Seldom has this mystery been so cogently dramatized as it was on British TV in 1972. A voice-over, urgently suave, welcomed us to the finals of the All-England Summarize Proust Competition, explaining that “each contestant has to give a brief summary of Proust’s ‘À la Recherche du Temps Perdu,’ once in a swimsuit and once in evening dress.” Needless to say, we were in the land of Monty Python. The m.c., resplendent in a ruffled shirt, asked one finalist, Harry Baggott, “What made you first want to try and start summarizing Proust?”—or, as he stoutly pronounced it, “Prowst.” When his turn came, Harry, racing through the allotted fifteen seconds, gamely waffled on about “extratemporal values” but failed to make it past the opening page of “Swann’s Way.” As ever, Python had sought out a ridiculous problem and nailed it.
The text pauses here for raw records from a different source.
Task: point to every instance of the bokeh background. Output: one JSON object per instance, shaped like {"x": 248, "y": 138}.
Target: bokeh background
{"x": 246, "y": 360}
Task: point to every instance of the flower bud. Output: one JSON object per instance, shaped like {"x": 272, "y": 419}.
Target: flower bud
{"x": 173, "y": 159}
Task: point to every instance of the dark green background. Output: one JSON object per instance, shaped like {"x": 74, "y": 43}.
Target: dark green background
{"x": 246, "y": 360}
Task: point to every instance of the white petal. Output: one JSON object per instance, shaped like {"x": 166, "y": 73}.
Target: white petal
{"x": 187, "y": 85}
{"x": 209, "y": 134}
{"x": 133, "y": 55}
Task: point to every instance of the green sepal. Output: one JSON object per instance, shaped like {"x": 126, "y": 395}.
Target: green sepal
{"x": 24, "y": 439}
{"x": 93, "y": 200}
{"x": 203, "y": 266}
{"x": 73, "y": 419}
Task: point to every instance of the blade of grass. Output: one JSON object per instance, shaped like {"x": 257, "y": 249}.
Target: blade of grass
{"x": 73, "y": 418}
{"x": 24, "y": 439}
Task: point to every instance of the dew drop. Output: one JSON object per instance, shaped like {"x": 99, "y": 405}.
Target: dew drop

The key to summarizing was to forget bland appraisals and cling to the concrete detail. Involuntary memory? Piece of cake.
Anyone who turns to “Crime and Punishment” rendered in Blinks will soon encounter a similar struggle between the overarching and the tactile. We learn about the murder weapon, of course, and about the stone under which Raskolnikov buries his loot. But a sentence from the novel such as “His face looked as if it had been smeared all over with grease, like an iron lock”—Dostoyevsky at his most memorably Dickensian—has no chance of creeping into the Blinks, whereas, thanks to the summarizer, we are granted a bizarre excursus into the philosophy of nihilism and a comparison of Dostoyevsky and Nietzsche (who is never referred to in the book, and was only twenty-two when it was published). What shortening seems to encourage is the temptation to edit as one cuts and, weirder still, to smuggle in additions to the original where one’s avowed duty is to subtract.